Since the incentives for the students go the wrong way what is the policy trying to achieve? Presumably it is trying to give itself an incentive to deliver good results i.e. it is volunteering to fine itself if it does a bad job? But it could achieve this without the negative effects on students by giving the money to someone else, like a charity.

Liam Delaney said...

It could also be possible that people do better when they have a safety net underneath them.

Anonymous said...

On a related note, Slate Magazine cover Facebook billionaire Peter Thiel's "appalling plan to pay students to quit college":

Thiel is cofounder of PayPal, an early investor in Facebook, and the president of Clarium Capital.

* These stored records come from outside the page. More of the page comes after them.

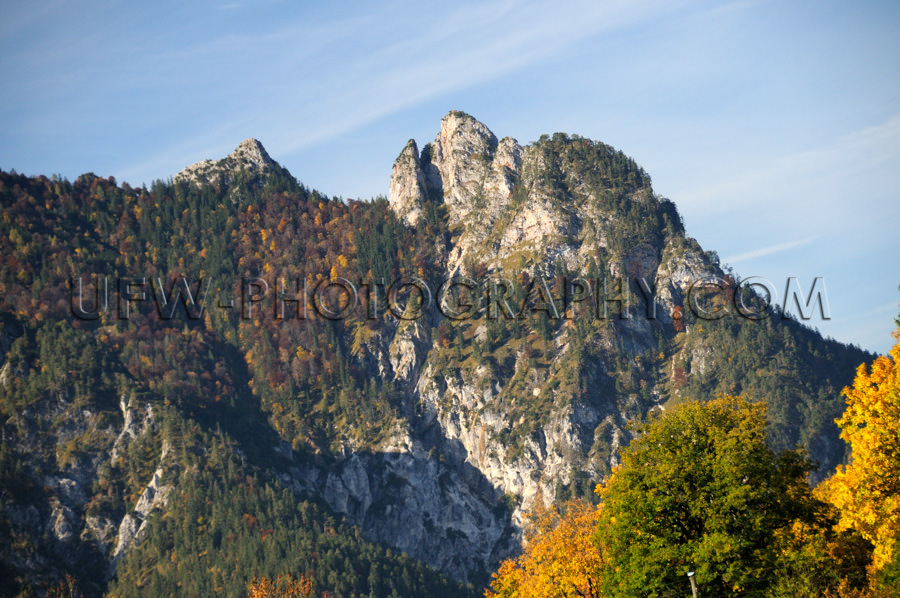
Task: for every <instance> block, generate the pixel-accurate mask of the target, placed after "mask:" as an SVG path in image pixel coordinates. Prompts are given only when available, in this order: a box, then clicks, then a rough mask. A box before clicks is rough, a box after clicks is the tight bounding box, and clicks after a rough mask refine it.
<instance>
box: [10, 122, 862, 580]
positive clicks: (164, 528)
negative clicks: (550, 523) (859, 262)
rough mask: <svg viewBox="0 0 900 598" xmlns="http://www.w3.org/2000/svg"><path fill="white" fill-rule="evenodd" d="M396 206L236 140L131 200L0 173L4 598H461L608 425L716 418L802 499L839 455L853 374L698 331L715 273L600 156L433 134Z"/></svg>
mask: <svg viewBox="0 0 900 598" xmlns="http://www.w3.org/2000/svg"><path fill="white" fill-rule="evenodd" d="M304 174H305V175H308V176H309V177H310V178H311V179H314V175H315V173H304ZM391 179H392V180H391V197H390V199H389V200H388V199H385V198H376V199H373V200H369V201H357V200H344V199H341V198H328V197H325V196H323V195H321V194H320V193H318V192H316V191H314V190H312V189H310V188H308V187H306V186H305V185H302V184H300V183H298V181H297V180H296V179H295V178H294V177H293V176H292V175H291V174H290V173H288V172H287V171H286V170H285V169H283V168H282V167H280V166H279V165H278V164H277V163H276V162H274V161H273V160H272V159H271V158H270V157H269V156H268V154H266V152H265V150H264V149H263V148H262V146H261V145H260V144H259V143H258V142H255V141H252V140H251V141H248V142H245V143H244V144H241V146H239V147H238V149H237V150H235V152H234V153H233V154H231V155H230V156H228V157H227V158H225V159H223V160H220V161H218V162H216V161H206V162H204V163H201V164H199V165H195V166H194V167H191V168H189V169H186V170H185V171H183V172H182V173H180V174H179V175H178V176H176V177H175V178H174V179H172V180H168V181H157V182H155V183H153V184H152V185H150V187H149V188H147V187H140V188H134V187H131V186H129V185H127V184H121V185H120V184H117V182H116V181H115V180H114V179H113V178H100V177H97V176H95V175H92V174H85V175H82V176H80V177H78V178H77V179H76V180H75V181H68V180H65V179H62V178H60V177H56V176H54V177H49V178H48V177H45V176H39V177H27V176H22V175H17V174H15V173H8V172H2V173H0V203H2V216H0V259H2V260H3V265H2V268H0V323H2V330H0V357H2V370H0V426H2V434H3V435H2V446H0V476H2V483H0V488H2V490H0V500H2V503H0V509H2V511H0V537H2V542H0V568H2V574H0V578H2V580H3V581H2V582H0V583H2V584H3V585H2V591H3V592H4V593H6V594H10V595H17V594H20V593H21V594H26V595H27V594H29V593H40V592H42V591H44V590H45V589H46V588H48V587H49V586H50V585H52V584H55V583H58V582H59V581H60V580H62V579H63V577H64V576H65V575H66V574H70V575H72V576H73V578H74V580H75V583H76V585H77V587H78V588H79V590H80V591H82V592H84V593H85V594H86V595H101V594H104V593H109V594H111V595H117V596H118V595H131V594H134V593H143V592H148V591H149V592H151V593H152V594H185V595H188V594H190V593H192V592H193V593H194V594H196V595H208V594H212V593H214V592H225V593H227V594H228V595H236V594H240V593H241V592H243V591H244V590H245V589H246V588H247V584H248V583H249V582H250V580H252V579H253V577H254V576H265V577H269V578H274V577H275V576H276V575H278V574H280V573H289V574H292V575H294V576H295V577H296V576H299V575H307V576H308V577H309V579H311V580H313V582H314V585H315V587H316V588H317V590H318V591H323V592H330V593H331V594H332V595H340V596H368V595H371V596H391V595H398V596H421V595H436V596H447V595H456V594H458V595H465V594H470V593H474V594H479V593H480V592H481V588H483V587H484V586H485V584H486V583H487V582H488V580H489V574H490V572H491V571H493V570H494V569H495V568H496V566H497V565H498V563H499V562H500V561H501V560H502V559H504V558H506V557H509V556H512V555H515V554H517V553H518V552H519V550H520V543H521V528H522V522H523V514H524V513H525V512H527V511H530V510H532V509H533V508H535V507H539V506H544V505H546V506H549V505H550V504H551V503H553V502H554V501H556V500H562V499H576V498H580V499H585V498H587V499H592V498H591V497H593V496H594V494H593V492H592V491H593V488H594V487H595V485H596V484H597V483H598V481H599V480H600V479H602V478H603V477H604V476H606V475H608V474H609V472H610V471H611V468H612V467H613V466H614V465H616V464H617V463H619V459H620V457H619V450H620V449H621V447H624V446H625V445H627V444H628V442H629V440H630V439H631V437H632V435H633V431H632V430H631V428H629V422H634V421H641V420H643V419H645V418H646V417H647V416H648V414H650V413H653V412H657V411H660V410H666V409H670V408H672V407H674V406H675V405H679V404H682V403H687V402H691V401H706V400H708V399H712V398H714V397H715V396H717V395H718V394H721V393H728V394H743V395H744V396H746V397H747V398H748V399H749V400H751V401H760V402H763V403H765V404H766V405H767V407H768V408H767V412H766V413H767V415H766V417H767V420H766V422H767V423H766V428H765V429H766V431H767V432H766V433H767V441H768V446H769V447H771V449H773V450H775V451H782V450H786V449H793V448H795V446H798V445H799V446H801V447H805V448H806V449H808V451H809V454H810V456H811V457H812V458H813V459H814V460H816V461H818V462H820V463H821V464H822V468H821V470H819V473H814V474H813V477H815V478H816V479H819V478H821V477H824V476H825V475H827V474H828V473H830V471H832V470H833V469H834V467H835V465H837V464H838V463H840V462H841V461H842V460H843V459H844V458H845V449H844V445H843V443H841V442H840V440H839V438H838V433H839V430H838V428H837V426H836V425H835V424H834V423H833V422H834V419H835V418H837V417H839V416H840V415H841V413H842V411H843V405H844V403H843V399H842V398H841V396H840V390H841V388H843V387H844V386H845V385H847V384H849V383H850V382H851V380H852V376H853V372H854V370H855V368H856V366H857V365H858V364H860V363H862V362H866V361H871V359H872V357H873V356H871V355H869V354H867V353H865V352H863V351H862V350H859V349H858V348H854V347H847V346H844V345H841V344H839V343H837V342H834V341H831V340H826V339H823V338H821V336H819V335H818V334H817V333H816V332H815V331H813V330H811V329H809V328H807V327H805V326H804V325H802V324H801V323H800V322H798V321H797V320H795V319H792V318H784V317H782V314H781V313H780V311H779V310H778V309H773V310H771V312H772V313H769V314H768V315H767V317H764V318H747V317H740V316H739V315H736V314H731V315H729V316H728V317H722V318H719V319H706V318H703V317H700V316H698V315H697V314H696V313H694V312H693V311H692V310H691V309H690V304H689V302H687V301H686V299H687V297H688V294H689V289H690V285H691V284H692V283H693V282H695V281H696V280H699V279H702V278H703V277H712V278H715V279H716V280H724V281H729V280H730V281H731V282H732V283H734V282H735V280H736V277H737V275H736V274H735V273H733V272H726V271H723V269H722V268H721V267H720V265H719V264H718V260H717V258H716V257H715V255H714V253H712V252H705V251H703V249H701V248H700V247H699V245H698V244H697V243H696V241H694V240H693V239H691V238H689V237H687V236H686V235H685V232H684V229H683V225H682V223H681V219H680V217H679V216H678V213H677V210H676V208H675V206H674V204H673V203H672V202H671V201H669V200H667V199H665V198H662V197H659V196H658V195H657V194H655V193H654V192H653V190H652V188H651V186H650V177H649V176H648V175H647V174H646V173H645V172H644V171H643V170H642V169H641V168H640V167H639V166H638V165H637V164H636V163H635V162H634V161H633V160H632V159H630V158H628V157H627V156H625V155H624V154H623V153H622V152H620V151H617V150H615V149H613V148H611V147H609V146H607V145H605V144H602V143H600V142H595V141H591V140H587V139H583V138H580V137H577V136H568V135H562V134H557V135H554V136H553V137H548V136H545V137H543V138H541V139H540V140H538V141H537V142H535V143H534V144H531V145H528V146H524V147H522V146H519V145H518V143H517V142H515V140H512V139H509V138H506V139H503V140H499V141H498V140H497V138H496V137H495V136H494V135H493V133H491V132H490V131H489V130H488V129H487V127H485V126H484V125H483V124H481V123H478V122H477V121H475V120H474V119H472V118H471V117H469V116H468V115H465V114H462V113H456V112H454V113H451V114H449V115H448V116H447V117H445V119H444V121H442V124H441V133H440V134H439V135H438V138H437V139H436V140H435V141H434V142H433V143H430V144H427V145H426V146H425V147H423V149H422V151H421V153H420V152H419V150H418V147H417V146H416V144H415V143H414V142H412V143H411V144H409V145H407V147H406V148H405V149H404V150H403V152H402V153H401V155H400V157H398V160H397V163H396V164H395V167H394V171H393V173H392V177H391ZM451 279H452V280H457V281H464V284H460V285H456V286H455V287H454V288H453V289H452V291H450V292H447V293H444V294H441V295H440V297H439V296H438V295H439V290H440V289H442V288H444V289H445V290H446V289H447V287H446V286H442V285H445V283H446V281H447V280H451ZM501 279H502V280H504V281H507V282H508V283H509V284H508V287H507V286H504V285H505V283H504V284H500V283H497V282H496V281H498V280H501ZM577 279H581V280H584V281H587V284H582V283H575V282H573V281H575V280H577ZM398 281H399V282H398ZM465 281H471V283H472V284H471V285H470V284H469V282H465ZM642 282H643V284H645V285H646V288H645V287H642V286H641V284H642ZM498 285H499V286H498ZM579 285H580V286H579ZM501 287H502V288H503V290H502V291H501V290H500V289H501ZM423 288H425V289H427V290H428V292H425V291H424V290H423ZM642 289H643V290H642ZM648 289H649V292H648ZM707 290H708V289H707ZM503 293H505V294H503ZM567 297H568V299H569V301H567ZM479 298H481V301H482V302H483V305H482V306H481V308H479V305H478V301H479ZM501 298H502V299H503V300H502V301H501V300H500V299H501ZM729 298H731V297H729V296H728V289H727V288H726V289H725V291H724V292H716V293H713V292H710V293H709V296H708V297H706V296H704V299H703V300H704V301H706V302H707V303H706V304H707V305H717V302H722V301H727V300H728V299H729ZM439 299H440V300H443V301H444V303H441V302H440V301H439ZM575 299H580V300H575ZM748 301H749V304H751V305H754V306H756V307H758V308H759V307H760V306H761V305H762V303H761V299H759V298H758V297H756V296H755V295H753V296H751V297H749V298H748ZM447 302H449V303H452V304H453V305H454V307H453V309H451V308H450V307H448V304H447ZM467 302H468V303H470V304H473V305H474V307H473V308H471V309H470V311H469V312H466V308H465V307H464V306H465V304H466V303H467ZM507 307H509V308H510V309H506V308H507ZM513 308H514V309H513ZM606 308H608V310H607V309H606ZM607 311H608V313H607ZM701 315H702V314H701Z"/></svg>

According to the Slate article:

"The Thiel Fellowship will pay would-be entrepreneurs under 20 $100,000 in cash to drop out of school. In announcing the program, Thiel made clear his contempt for American universities which, like governments, he believes, cost more than they're worth and hinder what really matters in life, namely starting tech companies. His scholarships are meant as an escape hatch from these insufficiently capitalist institutions of higher learning."

A TechCrunch interview with Thiel is available to view here:

Kevin Denny said...

Leisure is a normal good in general so I would expect less effort. The Jack Charlton approach, of keeping them under pressure, is best (within reason) I reckon.